3.432

susana tenía pecas por todo el cuerpo, pequeñas pecas, miles, desperdigadas sin orden, sin criterio, como cielo estrellado, pero menos cursi. y cuando intentaba contarlas siempre acababa perdida, diez, once, porque eran tantas, cincuenta, cien, que no era posible dejar de caer en el error. y lloraba, la muy tonta, porque no sabía cuántas pecas tenía.

así pasaron los años hasta que susana fue mayor y dio con la solución: un boli y javier, que pacientemente marcó peca a peca hasta contar todas y cada una, sin excepción.

susana fue feliz.

al oído

al oído le dijo algo aquella mujerona de rulos y olor a aceite frito que lo dejó pensando durante horas, sentado donde solía, frente al parque, junto a la fuente sin agua, bajo el cielo sin nubes, sobre un banco aburrido de tan quieto. y al irse el sol y vaciarse el parque, y quedar solo, bajo el cielo sin estrellas, el hombre que pensaba se levantó y siguió el olor del aceite frito hasta la casa del final de la calle.

cuerdas viejas, dedos rotos

entramos cogidos de la mano pero pronto hubimos de separarnos, tanta era la gente que allí había. sonaba flamenco en directo, no sabía si grabado o en vivo. pronto lo sabría. ella me hizo una seña, había encontrado a nuestros amigos, al fondo a la derecha. yo aproveché para acercarme a la barra y pedir lo de siempre para ella, y mi agua. era en vivo. desde allí se podía ver un minúsculo escenario al fondo, cerca de donde mis amigos, con un par de gitanos, más bien payos agitanados, de pie el cantaor, sentado el de la guitarra. me sirvieron y empecé a beber. la música me retuvo en la barra, aunque no sólo la música. no tenía ganas de acercame donde mis amigos, quizán también necesitaba estar lejos de ella, un rato, sólo un rato. tomar aire, mi agua, escuchar la música y decidir si aquella sería la última noche con ella. la miré, ella no, se acabó el agua. pedí otra.

corríamos

corríamos de un lado para otro sin mirar atrás, todo nos daba lo mismo, siempre buscando una esquina para girar y empezar de nuevo. eso fue hace tanto que a veces pienso que me lo inventé, que no fue así como pasó y que soy más triste de lo que creía.

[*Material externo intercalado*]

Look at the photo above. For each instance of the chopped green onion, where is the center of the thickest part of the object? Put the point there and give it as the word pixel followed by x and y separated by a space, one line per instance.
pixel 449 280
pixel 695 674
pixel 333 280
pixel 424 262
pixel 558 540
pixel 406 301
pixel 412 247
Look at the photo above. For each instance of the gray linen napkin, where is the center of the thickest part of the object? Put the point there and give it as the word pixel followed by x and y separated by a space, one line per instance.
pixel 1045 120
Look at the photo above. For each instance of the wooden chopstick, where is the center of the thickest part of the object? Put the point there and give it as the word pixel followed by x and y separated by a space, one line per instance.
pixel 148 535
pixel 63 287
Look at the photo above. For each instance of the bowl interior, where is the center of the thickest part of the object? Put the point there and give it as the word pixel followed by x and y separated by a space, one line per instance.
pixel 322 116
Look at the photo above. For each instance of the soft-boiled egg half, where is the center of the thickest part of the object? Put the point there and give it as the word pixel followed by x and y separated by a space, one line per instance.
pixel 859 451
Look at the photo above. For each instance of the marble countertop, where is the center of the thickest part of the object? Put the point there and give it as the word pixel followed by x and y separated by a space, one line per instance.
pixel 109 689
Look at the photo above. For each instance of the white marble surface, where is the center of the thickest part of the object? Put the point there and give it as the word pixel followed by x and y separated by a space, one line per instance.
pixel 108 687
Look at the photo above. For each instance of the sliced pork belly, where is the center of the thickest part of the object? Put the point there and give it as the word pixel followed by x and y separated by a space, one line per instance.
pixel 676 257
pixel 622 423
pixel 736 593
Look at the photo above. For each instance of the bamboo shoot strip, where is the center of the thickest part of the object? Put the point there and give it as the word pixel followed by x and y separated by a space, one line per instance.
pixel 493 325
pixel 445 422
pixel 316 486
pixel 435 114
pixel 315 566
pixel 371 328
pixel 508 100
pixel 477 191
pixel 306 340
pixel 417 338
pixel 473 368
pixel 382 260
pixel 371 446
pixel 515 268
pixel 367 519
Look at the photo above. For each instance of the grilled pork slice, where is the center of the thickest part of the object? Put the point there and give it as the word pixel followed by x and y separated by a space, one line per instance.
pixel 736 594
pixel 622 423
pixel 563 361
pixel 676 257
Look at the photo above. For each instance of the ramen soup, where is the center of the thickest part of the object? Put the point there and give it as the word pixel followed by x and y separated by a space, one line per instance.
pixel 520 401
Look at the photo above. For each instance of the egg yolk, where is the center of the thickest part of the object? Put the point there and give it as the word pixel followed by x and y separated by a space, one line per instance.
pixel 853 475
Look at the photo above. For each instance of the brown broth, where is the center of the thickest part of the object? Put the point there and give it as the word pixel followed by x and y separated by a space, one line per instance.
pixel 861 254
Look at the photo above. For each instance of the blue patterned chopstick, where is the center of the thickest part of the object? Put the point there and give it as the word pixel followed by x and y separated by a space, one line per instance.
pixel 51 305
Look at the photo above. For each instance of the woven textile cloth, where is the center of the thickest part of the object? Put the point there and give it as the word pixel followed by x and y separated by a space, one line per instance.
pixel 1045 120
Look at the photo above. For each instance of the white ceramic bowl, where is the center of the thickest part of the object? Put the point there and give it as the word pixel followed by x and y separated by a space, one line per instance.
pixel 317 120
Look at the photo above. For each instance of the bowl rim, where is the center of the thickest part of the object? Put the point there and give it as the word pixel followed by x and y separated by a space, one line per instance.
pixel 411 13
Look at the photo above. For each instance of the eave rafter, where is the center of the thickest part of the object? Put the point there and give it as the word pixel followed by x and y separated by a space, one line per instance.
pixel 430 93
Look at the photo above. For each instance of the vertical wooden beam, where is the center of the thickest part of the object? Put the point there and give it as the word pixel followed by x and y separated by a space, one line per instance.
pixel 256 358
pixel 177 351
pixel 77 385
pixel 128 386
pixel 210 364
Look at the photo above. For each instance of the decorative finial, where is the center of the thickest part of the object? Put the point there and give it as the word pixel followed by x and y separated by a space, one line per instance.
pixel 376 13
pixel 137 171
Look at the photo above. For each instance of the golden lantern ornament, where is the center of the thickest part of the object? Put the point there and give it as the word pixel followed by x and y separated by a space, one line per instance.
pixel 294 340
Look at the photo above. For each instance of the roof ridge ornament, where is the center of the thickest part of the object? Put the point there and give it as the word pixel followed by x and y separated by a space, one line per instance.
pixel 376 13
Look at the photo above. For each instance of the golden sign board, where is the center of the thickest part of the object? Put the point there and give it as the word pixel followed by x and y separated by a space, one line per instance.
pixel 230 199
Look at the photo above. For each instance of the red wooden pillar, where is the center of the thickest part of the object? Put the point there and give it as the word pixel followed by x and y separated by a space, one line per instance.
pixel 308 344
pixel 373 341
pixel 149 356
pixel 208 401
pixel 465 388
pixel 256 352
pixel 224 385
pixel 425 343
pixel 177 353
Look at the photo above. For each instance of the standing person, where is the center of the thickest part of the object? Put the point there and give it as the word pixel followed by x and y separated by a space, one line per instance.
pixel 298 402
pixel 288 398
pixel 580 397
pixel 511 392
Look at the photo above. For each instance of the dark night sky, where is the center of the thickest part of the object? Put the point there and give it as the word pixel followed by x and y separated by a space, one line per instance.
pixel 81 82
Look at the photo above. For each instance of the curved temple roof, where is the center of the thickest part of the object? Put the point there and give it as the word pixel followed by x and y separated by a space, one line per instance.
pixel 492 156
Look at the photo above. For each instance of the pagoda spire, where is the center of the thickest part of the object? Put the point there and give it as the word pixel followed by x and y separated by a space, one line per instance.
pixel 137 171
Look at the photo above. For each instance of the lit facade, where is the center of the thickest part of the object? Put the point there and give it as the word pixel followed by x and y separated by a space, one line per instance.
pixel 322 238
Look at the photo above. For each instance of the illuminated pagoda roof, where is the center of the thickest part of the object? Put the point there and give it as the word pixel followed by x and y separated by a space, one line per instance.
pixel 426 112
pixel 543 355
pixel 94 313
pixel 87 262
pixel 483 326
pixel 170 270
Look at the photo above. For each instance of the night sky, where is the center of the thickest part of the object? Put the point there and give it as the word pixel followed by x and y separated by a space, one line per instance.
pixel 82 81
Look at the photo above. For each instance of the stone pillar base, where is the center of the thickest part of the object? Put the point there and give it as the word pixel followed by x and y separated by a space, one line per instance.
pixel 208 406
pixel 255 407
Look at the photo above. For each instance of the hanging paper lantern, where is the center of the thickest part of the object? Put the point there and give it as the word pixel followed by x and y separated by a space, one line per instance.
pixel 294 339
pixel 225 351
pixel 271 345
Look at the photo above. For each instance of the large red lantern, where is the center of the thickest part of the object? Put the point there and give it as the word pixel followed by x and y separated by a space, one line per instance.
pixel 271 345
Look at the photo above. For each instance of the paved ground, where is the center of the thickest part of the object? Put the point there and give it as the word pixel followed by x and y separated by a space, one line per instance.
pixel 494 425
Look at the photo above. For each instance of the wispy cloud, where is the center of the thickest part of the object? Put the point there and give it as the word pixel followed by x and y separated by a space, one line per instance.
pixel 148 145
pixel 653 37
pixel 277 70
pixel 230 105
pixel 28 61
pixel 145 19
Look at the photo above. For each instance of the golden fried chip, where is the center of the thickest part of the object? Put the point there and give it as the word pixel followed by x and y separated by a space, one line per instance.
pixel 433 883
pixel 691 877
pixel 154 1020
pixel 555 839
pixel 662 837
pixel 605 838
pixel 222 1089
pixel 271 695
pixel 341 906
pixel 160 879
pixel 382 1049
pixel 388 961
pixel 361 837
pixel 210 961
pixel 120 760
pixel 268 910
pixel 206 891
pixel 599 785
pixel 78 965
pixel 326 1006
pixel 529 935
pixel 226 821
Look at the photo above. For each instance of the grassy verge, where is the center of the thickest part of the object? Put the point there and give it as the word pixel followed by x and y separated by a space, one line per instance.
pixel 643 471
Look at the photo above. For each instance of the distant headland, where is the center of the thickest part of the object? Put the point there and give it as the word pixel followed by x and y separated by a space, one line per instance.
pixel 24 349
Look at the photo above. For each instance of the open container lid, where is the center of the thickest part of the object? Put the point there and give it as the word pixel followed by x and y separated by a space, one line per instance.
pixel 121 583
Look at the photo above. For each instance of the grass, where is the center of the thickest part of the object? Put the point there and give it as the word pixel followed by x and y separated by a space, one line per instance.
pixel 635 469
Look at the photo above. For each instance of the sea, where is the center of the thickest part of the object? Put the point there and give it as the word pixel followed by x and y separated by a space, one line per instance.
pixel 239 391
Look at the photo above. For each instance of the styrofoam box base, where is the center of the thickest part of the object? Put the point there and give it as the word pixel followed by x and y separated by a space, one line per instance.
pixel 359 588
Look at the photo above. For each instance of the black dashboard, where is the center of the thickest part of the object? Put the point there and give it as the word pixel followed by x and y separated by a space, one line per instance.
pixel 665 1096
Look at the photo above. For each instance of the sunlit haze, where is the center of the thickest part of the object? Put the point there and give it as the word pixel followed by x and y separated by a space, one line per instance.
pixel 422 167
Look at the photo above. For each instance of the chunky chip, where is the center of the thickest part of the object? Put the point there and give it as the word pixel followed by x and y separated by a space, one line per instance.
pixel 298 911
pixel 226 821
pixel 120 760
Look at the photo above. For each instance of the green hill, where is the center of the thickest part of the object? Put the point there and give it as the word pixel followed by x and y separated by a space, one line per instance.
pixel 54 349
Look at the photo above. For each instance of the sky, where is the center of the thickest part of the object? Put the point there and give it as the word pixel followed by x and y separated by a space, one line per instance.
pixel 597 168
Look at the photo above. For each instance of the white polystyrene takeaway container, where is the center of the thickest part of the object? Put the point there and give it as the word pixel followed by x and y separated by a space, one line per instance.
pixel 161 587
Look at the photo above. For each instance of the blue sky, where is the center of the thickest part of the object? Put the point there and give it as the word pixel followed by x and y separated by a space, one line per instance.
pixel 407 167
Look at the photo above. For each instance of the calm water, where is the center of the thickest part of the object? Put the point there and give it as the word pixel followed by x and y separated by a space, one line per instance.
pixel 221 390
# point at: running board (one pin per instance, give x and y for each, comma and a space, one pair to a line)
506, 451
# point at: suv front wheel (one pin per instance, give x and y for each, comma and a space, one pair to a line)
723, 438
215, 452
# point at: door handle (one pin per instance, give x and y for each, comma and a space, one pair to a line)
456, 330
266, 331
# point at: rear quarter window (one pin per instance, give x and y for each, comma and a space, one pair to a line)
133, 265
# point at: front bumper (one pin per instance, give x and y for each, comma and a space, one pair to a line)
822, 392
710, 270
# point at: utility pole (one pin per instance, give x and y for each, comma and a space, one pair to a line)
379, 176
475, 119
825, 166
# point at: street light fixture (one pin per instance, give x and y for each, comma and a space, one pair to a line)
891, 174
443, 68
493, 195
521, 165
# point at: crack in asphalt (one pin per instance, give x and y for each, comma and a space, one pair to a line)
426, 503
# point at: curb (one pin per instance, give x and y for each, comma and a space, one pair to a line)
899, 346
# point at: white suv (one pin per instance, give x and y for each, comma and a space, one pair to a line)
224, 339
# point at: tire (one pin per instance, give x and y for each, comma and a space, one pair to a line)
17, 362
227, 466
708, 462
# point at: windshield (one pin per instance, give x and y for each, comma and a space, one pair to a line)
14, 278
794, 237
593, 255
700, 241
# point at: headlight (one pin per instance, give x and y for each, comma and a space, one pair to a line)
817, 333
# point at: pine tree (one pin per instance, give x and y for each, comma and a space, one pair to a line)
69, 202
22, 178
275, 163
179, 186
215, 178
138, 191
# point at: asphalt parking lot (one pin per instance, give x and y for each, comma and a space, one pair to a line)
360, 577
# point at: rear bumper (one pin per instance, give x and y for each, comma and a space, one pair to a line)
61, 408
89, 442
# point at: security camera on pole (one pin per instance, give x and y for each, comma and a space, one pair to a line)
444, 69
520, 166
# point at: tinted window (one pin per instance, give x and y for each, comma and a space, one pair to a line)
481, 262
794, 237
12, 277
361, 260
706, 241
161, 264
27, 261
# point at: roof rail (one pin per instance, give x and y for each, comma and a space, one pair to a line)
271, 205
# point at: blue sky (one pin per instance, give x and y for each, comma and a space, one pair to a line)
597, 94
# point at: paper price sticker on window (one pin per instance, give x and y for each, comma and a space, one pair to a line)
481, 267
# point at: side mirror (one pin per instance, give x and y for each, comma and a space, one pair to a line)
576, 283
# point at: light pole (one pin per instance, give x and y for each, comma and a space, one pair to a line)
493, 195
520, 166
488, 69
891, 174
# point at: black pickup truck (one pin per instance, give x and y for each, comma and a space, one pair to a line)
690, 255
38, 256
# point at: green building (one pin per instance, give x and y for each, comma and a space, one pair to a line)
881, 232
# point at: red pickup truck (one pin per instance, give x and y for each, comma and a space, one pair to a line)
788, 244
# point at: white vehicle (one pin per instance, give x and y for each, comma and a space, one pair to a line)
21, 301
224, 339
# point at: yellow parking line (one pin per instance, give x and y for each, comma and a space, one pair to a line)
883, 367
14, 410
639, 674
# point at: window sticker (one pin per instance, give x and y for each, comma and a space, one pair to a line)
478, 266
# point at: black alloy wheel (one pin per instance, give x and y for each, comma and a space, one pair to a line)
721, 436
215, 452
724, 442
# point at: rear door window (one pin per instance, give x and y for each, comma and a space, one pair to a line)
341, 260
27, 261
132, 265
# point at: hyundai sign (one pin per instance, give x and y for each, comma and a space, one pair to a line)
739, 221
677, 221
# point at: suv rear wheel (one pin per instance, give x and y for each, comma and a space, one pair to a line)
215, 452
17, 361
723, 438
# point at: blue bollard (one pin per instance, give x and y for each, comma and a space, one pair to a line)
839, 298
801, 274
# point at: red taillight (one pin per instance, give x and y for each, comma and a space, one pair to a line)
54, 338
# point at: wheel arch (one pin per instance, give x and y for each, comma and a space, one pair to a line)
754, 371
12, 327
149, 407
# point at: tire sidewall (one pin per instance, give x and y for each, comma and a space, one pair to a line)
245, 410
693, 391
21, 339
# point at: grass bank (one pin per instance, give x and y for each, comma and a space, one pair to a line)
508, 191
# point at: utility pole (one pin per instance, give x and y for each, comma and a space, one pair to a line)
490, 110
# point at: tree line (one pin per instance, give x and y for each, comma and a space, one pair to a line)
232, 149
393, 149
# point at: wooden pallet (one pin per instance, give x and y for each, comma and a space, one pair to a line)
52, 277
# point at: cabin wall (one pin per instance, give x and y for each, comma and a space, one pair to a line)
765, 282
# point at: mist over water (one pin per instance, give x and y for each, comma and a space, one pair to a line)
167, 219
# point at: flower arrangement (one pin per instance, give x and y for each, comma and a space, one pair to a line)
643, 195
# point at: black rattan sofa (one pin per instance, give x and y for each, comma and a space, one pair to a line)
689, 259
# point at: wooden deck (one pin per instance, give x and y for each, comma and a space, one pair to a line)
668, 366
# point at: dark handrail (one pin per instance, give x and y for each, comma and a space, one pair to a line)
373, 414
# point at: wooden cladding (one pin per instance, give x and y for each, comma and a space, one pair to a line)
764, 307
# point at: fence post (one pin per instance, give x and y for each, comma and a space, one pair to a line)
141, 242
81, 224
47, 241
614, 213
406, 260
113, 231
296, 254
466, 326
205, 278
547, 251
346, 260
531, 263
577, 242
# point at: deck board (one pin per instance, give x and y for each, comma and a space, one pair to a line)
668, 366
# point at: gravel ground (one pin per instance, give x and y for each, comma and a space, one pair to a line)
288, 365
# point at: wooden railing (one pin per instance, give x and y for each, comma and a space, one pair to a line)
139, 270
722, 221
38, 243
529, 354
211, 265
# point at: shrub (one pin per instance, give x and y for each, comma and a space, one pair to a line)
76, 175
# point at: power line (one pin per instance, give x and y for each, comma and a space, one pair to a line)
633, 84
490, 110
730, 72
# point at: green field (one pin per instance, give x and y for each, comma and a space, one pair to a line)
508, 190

un día dejamos de correr, no sé bien cuándo, y todo se volvió lento, espeso y monótono, más enfocado, quizá, pero insoportablemente lento. el gris ensució al resto de colores, las voces bajaron unos tonos y necesitamos de las palabras para decir lo que antes salía con un simple gesto.

y dejamos de correr para andar y pronto, muy pronto, nos detendremos.

a dos pasos

a dos pasos de mi casa vive una vieja que huele a lavanda y a naftalina, y a veces a pis, pero eso no hay que tenerlo en cuenta, que con el pasar de los años la cabeza se va y ya no somos lo que éramos. está mi casa, luego la tienda de don javier y luego la de la vieja. es blanca de cal, y la puerta, más vieja que ella, cruje con solo mirarla, como la vieja. mi abuela me contaba que, siendo joven, la vieja era la alegría del barrio, siempre de fiesta, sin maldad ni veneno. pero un día todo cambió. llegó el americano y la volvió loca, se la llevó de casa y normal, el dinero, la novedad, y luego la mala suerte. una historia triste que nadie conoce del todo aunque todos saben algo. y luego de vuelta al barrio, a su casa, la que era de sus padres, a remendar trapos, hacer cortinas y dar consejos. aurora se llama y ya no habla con nadie.

me contaron

y luego me dijeron que los vieron cogidos de la mano por el parque, ya de noche, y que se miraban como se miran los que todavía no saben que están enamorados, con una mezcla de vergüenza, deseo y miedo. así fue, me dijeron. luego él la dejó en su casa y ya nunca más se supo.